The Common Issue: Procrastination

As I sit here writing my last blog post, I’m looking back at my first blog post and have realized how far I have come. Even though it’s my tenth blog post I’m still somewhat stumped what to write about and have been procrastinating for about an hour now. I’ve always been a procrastinator, I even procrastinated on my blog posts. 

In my previous blog post, A Second Chance, I mentioned how Beth explained her occasional struggles with procrastination and ways we can avoid procrastinating. Procrastination isn’t an uncommon issue. It happens among students, teachers, professors and everyone in the workforce. It’s an issue that we all must face and conquer to improve on not only our writing skills but our everyday lives.
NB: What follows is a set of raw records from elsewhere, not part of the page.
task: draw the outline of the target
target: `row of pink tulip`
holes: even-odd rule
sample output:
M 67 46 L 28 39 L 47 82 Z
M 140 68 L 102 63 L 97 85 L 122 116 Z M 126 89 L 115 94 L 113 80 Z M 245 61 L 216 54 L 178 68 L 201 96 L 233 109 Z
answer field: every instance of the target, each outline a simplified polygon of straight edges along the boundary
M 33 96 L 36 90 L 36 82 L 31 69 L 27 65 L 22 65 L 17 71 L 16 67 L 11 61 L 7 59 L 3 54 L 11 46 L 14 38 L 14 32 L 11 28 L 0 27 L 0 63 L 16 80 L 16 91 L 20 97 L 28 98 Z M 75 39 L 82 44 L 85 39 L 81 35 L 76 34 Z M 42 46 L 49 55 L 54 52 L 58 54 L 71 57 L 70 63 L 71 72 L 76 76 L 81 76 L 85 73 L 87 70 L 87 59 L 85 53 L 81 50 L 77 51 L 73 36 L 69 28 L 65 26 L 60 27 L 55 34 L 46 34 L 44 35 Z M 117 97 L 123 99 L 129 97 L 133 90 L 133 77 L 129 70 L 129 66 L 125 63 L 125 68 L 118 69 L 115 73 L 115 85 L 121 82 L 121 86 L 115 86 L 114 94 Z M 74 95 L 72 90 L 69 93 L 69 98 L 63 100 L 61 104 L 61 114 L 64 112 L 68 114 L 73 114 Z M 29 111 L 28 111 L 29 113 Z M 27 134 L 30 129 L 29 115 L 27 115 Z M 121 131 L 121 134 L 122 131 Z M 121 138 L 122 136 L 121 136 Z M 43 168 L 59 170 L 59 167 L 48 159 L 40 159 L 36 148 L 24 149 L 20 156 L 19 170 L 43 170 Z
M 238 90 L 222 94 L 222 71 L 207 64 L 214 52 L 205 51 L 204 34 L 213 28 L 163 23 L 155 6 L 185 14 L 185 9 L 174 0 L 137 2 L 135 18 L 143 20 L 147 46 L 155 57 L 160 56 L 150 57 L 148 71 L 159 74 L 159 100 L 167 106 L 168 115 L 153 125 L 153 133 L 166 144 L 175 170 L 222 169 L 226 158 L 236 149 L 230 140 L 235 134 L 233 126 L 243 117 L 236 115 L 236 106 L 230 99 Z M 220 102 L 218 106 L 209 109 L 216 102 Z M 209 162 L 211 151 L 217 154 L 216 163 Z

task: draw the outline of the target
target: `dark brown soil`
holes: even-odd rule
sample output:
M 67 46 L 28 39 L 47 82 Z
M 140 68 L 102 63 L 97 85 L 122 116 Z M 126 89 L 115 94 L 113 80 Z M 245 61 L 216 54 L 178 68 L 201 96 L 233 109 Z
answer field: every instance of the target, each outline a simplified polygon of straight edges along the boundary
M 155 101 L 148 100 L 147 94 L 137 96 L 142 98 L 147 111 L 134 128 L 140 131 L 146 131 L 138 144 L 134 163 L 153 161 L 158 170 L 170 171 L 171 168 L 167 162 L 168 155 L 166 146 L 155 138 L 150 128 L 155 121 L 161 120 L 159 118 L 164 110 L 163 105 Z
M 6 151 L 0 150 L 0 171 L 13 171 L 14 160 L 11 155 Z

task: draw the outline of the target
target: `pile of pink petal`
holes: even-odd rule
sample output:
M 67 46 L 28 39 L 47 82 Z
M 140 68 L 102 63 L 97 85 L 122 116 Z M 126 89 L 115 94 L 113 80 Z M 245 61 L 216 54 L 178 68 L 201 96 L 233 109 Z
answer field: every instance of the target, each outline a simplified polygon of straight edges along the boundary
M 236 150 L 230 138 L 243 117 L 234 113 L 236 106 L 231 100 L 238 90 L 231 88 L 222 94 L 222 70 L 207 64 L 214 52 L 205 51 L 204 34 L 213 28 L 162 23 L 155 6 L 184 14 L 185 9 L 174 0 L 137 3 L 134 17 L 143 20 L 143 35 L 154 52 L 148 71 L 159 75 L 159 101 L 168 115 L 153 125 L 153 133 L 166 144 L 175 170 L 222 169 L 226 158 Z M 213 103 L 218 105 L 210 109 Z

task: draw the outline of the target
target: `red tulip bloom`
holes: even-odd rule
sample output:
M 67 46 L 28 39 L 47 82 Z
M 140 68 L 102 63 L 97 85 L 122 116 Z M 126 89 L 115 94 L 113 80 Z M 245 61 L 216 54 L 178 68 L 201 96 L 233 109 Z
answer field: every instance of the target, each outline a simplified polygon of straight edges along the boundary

Academically speaking, procrastination has affected me in many different ways throughout my educational experience. It has lowered my grades that could’ve been higher if I took the time instead of wasting it. It has made me miss due dates for assignments and even come up with lame excuses as to why the work isn’t done.  Procrastination has affected many people throughout Writing these blog posts have helped me realize my flaw of procrastination.

One of Geneseo’s GLOBE learning outcomes is “Application and Transfer: To adapt and apply skills, theories, and methods gained in one or more domains to new situations”. Geneseo wants its students to adapt and apply diverse types of skills. This could imply students knowing how to avoid procrastination.

With all of Beth’s helpful feedback, Geneseo’s resources and having realized my flaw, I believe that I can use this knowledge to help better my writing and my educational experience here at Geneseo for the next three years.